Locataire en copropriété : quels liens avec le syndic ?
Professionnel ou bénévole, le syndic est responsable de l’administration et de la gestion de la copropriété (loi du 10 juillet 1965). Si le locataire et le syndic de copropriété ne sont liés par aucun contrat, ils sont néanmoins amenés à avoir des interactions au quotidien. En effet, le locataire vit sur place. Il est souvent le premier à être au courant des problèmes pouvant survenir au sein de la copropriété.

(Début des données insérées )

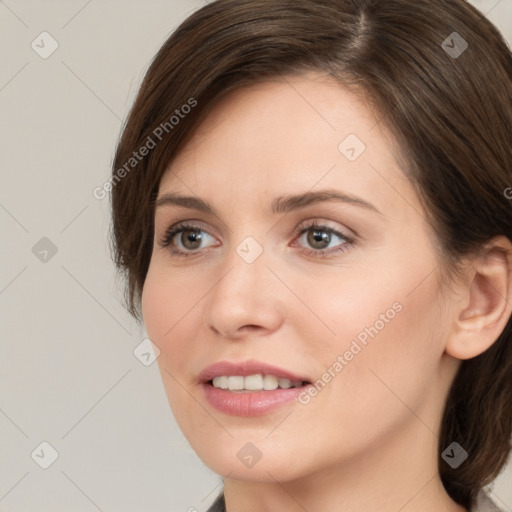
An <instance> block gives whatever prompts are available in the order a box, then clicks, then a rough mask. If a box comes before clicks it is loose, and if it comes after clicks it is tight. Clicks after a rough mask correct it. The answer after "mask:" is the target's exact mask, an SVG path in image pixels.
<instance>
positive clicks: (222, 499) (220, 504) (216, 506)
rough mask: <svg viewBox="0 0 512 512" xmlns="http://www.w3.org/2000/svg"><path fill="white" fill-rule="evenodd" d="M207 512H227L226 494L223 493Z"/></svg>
mask: <svg viewBox="0 0 512 512" xmlns="http://www.w3.org/2000/svg"><path fill="white" fill-rule="evenodd" d="M207 512H226V503H225V501H224V493H223V492H222V493H221V494H220V495H219V496H217V499H216V500H215V501H214V502H213V505H212V506H211V507H210V508H209V509H208V511H207Z"/></svg>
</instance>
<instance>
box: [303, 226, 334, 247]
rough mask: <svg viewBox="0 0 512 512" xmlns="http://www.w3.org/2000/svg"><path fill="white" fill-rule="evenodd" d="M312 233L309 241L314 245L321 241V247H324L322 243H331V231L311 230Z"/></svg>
mask: <svg viewBox="0 0 512 512" xmlns="http://www.w3.org/2000/svg"><path fill="white" fill-rule="evenodd" d="M310 233H312V236H311V237H309V240H308V242H309V243H311V245H312V246H313V247H316V246H317V243H320V245H321V247H320V248H323V246H322V243H326V245H329V242H330V240H331V235H330V233H326V232H325V231H322V230H316V231H311V232H310Z"/></svg>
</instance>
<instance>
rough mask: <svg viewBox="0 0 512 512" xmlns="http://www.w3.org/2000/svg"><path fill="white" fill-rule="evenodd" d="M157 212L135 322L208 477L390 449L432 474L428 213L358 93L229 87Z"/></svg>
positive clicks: (370, 458) (305, 83) (285, 471)
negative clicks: (426, 212) (407, 178)
mask: <svg viewBox="0 0 512 512" xmlns="http://www.w3.org/2000/svg"><path fill="white" fill-rule="evenodd" d="M176 129H179V126H178V127H177V128H176ZM170 194H173V195H174V196H173V197H174V199H172V198H171V196H170ZM322 194H323V195H322ZM330 194H338V195H339V196H340V197H341V199H340V198H331V199H328V200H327V199H326V198H327V197H329V195H330ZM177 196H180V197H190V198H193V200H192V199H190V200H181V201H180V200H176V197H177ZM301 196H304V197H303V198H302V199H300V198H299V199H294V200H291V199H290V198H291V197H301ZM158 203H159V204H158V206H157V208H156V212H155V239H154V247H153V253H152V258H151V264H150V267H149V272H148V274H147V278H146V282H145V286H144V291H143V300H142V308H143V317H144V321H145V326H146V330H147V333H148V336H149V337H150V339H151V340H152V341H153V343H154V344H155V345H156V346H157V347H158V348H159V349H160V351H161V355H160V357H159V359H158V363H159V366H160V371H161V374H162V378H163V382H164V385H165V389H166V392H167V396H168V399H169V403H170V406H171V408H172V411H173V413H174V415H175V418H176V420H177V422H178V424H179V426H180V428H181V429H182V431H183V433H184V435H185V436H186V438H187V439H188V441H189V442H190V444H191V446H192V447H193V448H194V450H195V451H196V452H197V453H198V455H199V456H200V457H201V459H203V461H204V462H205V463H206V464H207V465H208V466H210V467H211V468H212V469H213V470H214V471H216V472H217V473H219V474H221V475H224V476H226V475H228V474H230V476H231V477H233V478H239V479H251V480H258V481H272V480H273V479H274V478H276V479H278V480H279V481H289V480H292V479H296V478H300V477H304V476H306V475H308V474H312V473H313V472H317V471H319V470H322V469H325V468H328V467H332V466H333V465H336V466H339V465H340V464H341V465H343V464H345V463H347V464H348V463H350V464H353V463H355V462H361V461H365V462H366V463H368V462H371V461H372V459H374V458H376V457H383V456H384V453H386V454H387V455H386V457H389V456H391V455H390V454H395V455H392V456H396V457H397V459H399V460H400V464H401V465H402V466H401V467H404V465H407V464H414V463H415V462H416V463H417V462H418V459H420V458H422V457H427V459H428V460H427V461H425V460H423V462H424V463H425V464H427V465H428V464H429V463H430V462H431V463H432V466H434V464H435V463H436V462H437V453H436V450H435V449H434V450H432V449H431V447H432V446H434V447H435V443H436V441H437V438H436V435H435V432H437V429H438V425H439V421H440V415H441V411H442V406H443V399H444V394H445V393H446V390H447V389H448V386H449V384H450V381H451V379H452V377H453V375H454V372H455V370H456V364H455V360H453V359H452V358H450V357H448V356H447V355H446V354H445V353H444V343H445V339H446V336H447V335H448V331H449V324H448V321H449V318H450V306H449V304H448V305H447V304H441V296H440V289H439V282H438V279H437V277H438V273H439V268H438V262H437V260H436V256H435V253H434V248H433V245H432V240H433V238H432V235H431V233H430V232H429V226H428V224H427V223H426V222H425V220H424V218H425V215H424V211H423V209H422V207H421V205H420V203H419V201H418V198H417V196H416V195H415V193H414V190H413V188H412V186H411V184H410V182H409V181H408V180H407V179H406V178H405V177H404V175H403V174H402V172H401V171H400V170H399V168H398V166H397V164H396V162H395V161H394V159H393V157H392V148H391V139H390V137H389V135H387V134H386V132H385V131H384V128H383V126H382V125H381V124H380V123H379V122H378V119H376V117H375V116H374V115H373V114H372V113H371V111H370V110H369V109H368V108H367V106H366V104H365V103H364V102H363V101H362V100H361V99H358V97H356V96H354V95H353V94H352V93H351V92H349V91H348V90H346V89H345V88H343V87H342V86H340V85H339V84H337V83H336V82H334V81H333V80H332V79H329V78H326V77H321V76H320V75H318V76H314V75H304V76H302V77H294V78H291V77H290V78H287V79H286V80H277V79H276V80H275V81H269V82H266V83H262V84H257V85H252V86H250V87H246V88H243V89H239V90H237V91H235V92H233V93H231V94H229V95H228V96H226V97H225V98H224V99H223V100H222V101H221V102H220V103H219V104H218V105H217V106H216V107H215V109H214V110H213V111H212V112H210V114H209V116H208V117H207V118H206V119H205V121H204V122H203V123H202V124H201V126H200V128H199V130H198V131H197V132H196V133H195V135H194V137H193V138H192V139H191V140H190V142H189V143H188V144H187V146H186V147H185V148H184V150H183V151H182V152H180V154H179V155H178V156H177V158H176V159H175V160H174V162H173V163H172V165H171V167H170V168H169V169H168V171H167V172H166V174H165V175H164V177H163V179H162V180H161V183H160V188H159V202H158ZM206 203H207V204H208V205H209V206H210V207H211V211H207V210H206V208H204V207H201V206H200V205H203V206H204V205H205V204H206ZM183 224H185V225H186V226H188V227H187V228H185V230H184V231H182V232H177V233H173V232H172V231H171V232H170V233H168V231H169V228H173V227H180V226H183ZM166 244H167V246H166ZM219 362H220V363H226V362H227V363H232V364H233V365H234V366H233V367H228V366H225V365H222V364H221V366H217V367H216V368H215V367H213V368H211V371H209V369H208V367H210V366H211V365H214V364H215V363H219ZM247 362H252V363H254V364H253V365H251V364H248V363H247ZM246 363H247V364H246ZM265 365H270V366H272V367H274V368H266V367H265ZM275 367H277V369H276V368H275ZM250 375H261V376H262V377H261V378H260V377H259V376H256V377H250V378H248V379H245V378H244V377H248V376H250ZM214 376H217V377H220V378H219V379H216V380H215V386H221V388H225V387H226V386H228V385H229V386H230V388H228V389H221V388H218V387H214V386H213V385H212V383H211V379H212V378H213V377H214ZM224 377H232V378H228V379H226V378H224ZM286 377H291V378H290V379H289V380H288V381H287V380H286ZM294 379H298V380H299V381H304V382H308V383H309V384H305V385H301V384H302V382H299V383H298V385H301V386H300V387H299V388H295V387H293V388H289V389H286V388H287V387H288V386H289V385H290V380H291V381H293V380H294ZM204 381H209V382H204ZM291 384H293V382H292V383H291ZM296 384H297V383H296ZM242 385H243V386H244V387H246V388H248V389H246V390H240V389H236V388H240V387H241V386H242ZM262 385H264V386H265V387H267V388H269V389H266V390H261V387H262ZM276 385H280V386H282V388H283V389H281V388H278V389H272V388H274V387H275V386H276ZM250 388H256V389H258V388H260V390H259V391H257V390H256V391H255V390H250ZM418 443H419V444H418ZM421 443H423V444H421ZM413 445H414V446H425V447H426V452H422V450H418V449H415V450H411V446H413ZM393 446H394V447H395V449H393V448H392V449H390V447H393ZM404 446H405V448H404V449H407V452H404V451H403V449H402V448H401V447H404ZM401 450H402V451H401ZM290 461H293V463H290ZM365 467H368V465H366V466H365Z"/></svg>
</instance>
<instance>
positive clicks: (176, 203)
mask: <svg viewBox="0 0 512 512" xmlns="http://www.w3.org/2000/svg"><path fill="white" fill-rule="evenodd" d="M328 201H337V202H341V203H345V204H350V205H354V206H358V207H360V208H364V209H366V210H368V211H373V212H375V213H378V214H379V215H382V213H381V212H380V211H379V210H378V209H377V208H376V207H375V206H374V205H373V204H371V203H368V202H367V201H365V200H364V199H361V198H360V197H357V196H353V195H350V194H345V193H342V192H339V191H337V190H319V191H317V192H306V193H304V194H299V195H294V196H282V197H278V198H276V199H274V201H272V204H271V210H272V213H274V214H278V213H288V212H291V211H294V210H299V209H301V208H306V207H307V206H310V205H313V204H317V203H323V202H328ZM171 205H172V206H181V207H183V208H189V209H192V210H198V211H200V212H204V213H209V214H212V215H215V216H216V217H219V214H218V212H217V211H216V210H215V208H214V207H213V206H212V205H211V204H210V203H208V202H207V201H204V200H203V199H200V198H199V197H194V196H181V195H179V194H176V193H167V194H162V195H161V196H160V197H159V198H158V199H157V200H156V202H155V207H156V208H160V207H162V206H171Z"/></svg>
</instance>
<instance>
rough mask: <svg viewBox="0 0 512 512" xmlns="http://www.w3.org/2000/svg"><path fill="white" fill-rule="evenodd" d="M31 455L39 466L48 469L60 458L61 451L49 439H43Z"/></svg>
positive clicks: (34, 460) (32, 452) (38, 465)
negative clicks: (43, 439)
mask: <svg viewBox="0 0 512 512" xmlns="http://www.w3.org/2000/svg"><path fill="white" fill-rule="evenodd" d="M30 456H31V457H32V460H33V461H34V462H35V463H36V464H37V465H38V466H39V467H41V468H42V469H48V468H49V467H50V466H51V465H52V464H53V463H54V462H55V461H56V460H57V459H58V457H59V453H58V452H57V450H56V449H55V448H54V447H53V446H52V445H51V444H50V443H49V442H48V441H43V442H42V443H40V444H39V445H38V446H37V448H35V449H34V451H33V452H32V453H31V454H30Z"/></svg>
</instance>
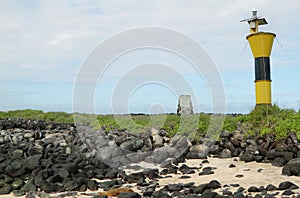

C’est le propriétaire qui fait le lien entre son locataire et le syndic. Le propriétaire doit par exemple transmettre les demandes de son locataire au syndic (lorsque la requête concerne l’administration de la copropriété ou les parties communes). Toutes les charges de copropriété sont facturées au propriétaire : il les refacture ensuite à son locataire.
C’est également au propriétaire de s’assurer que son locataire respecte bien le règlement de copropriété. Ce document lui est en effet opposable. Au sein de la copropriété, le locataire n’a pas plus ou moins de droits que les copropriétaires. En cas de problème, le propriétaire est responsable des agissements de son locataire devant le syndicat des copropriétaires. C’est à lui d’agir pour faire cesser tout trouble du voisinage ou désordre signalé par le syndic.
Les droits du locataire en cas de litige
En cas de litige, le locataire dispose de plusieurs droits qu’il peut invoquer pour se protéger. Voici quelques-uns des principaux droits du locataire :
Contester une décision du syndic ou du conseil syndical : Le locataire peut s’opposer à une décision qu’il juge injuste ou non conforme au règlement de copropriété.
Demander une réparation pour les dommages causés par le bailleur ou le syndic : Si des dommages sont causés par une négligence du bailleur ou du syndic, le locataire peut demander une réparation.
Demander une réduction du loyer en cas de défaut de réparation ou de maintenance : Si le bailleur ne respecte pas ses obligations de réparation ou de maintenance, le locataire peut demander une réduction du loyer.
Demander la résiliation du bail en cas de non-respect des obligations du bailleur : En cas de manquement grave aux obligations du bailleur, le locataire peut demander la résiliation du bail.
Il est important de noter que les droits du locataire peuvent varier en fonction de la législation et des règlements en vigueur dans la copropriété. Il est donc recommandé de consulter un avocat ou un expert en droit de la copropriété pour obtenir des conseils spécifiques. En connaissant et en exerçant ses droits, le locataire peut mieux se protéger et assurer une cohabitation sereine au sein de la copropriété.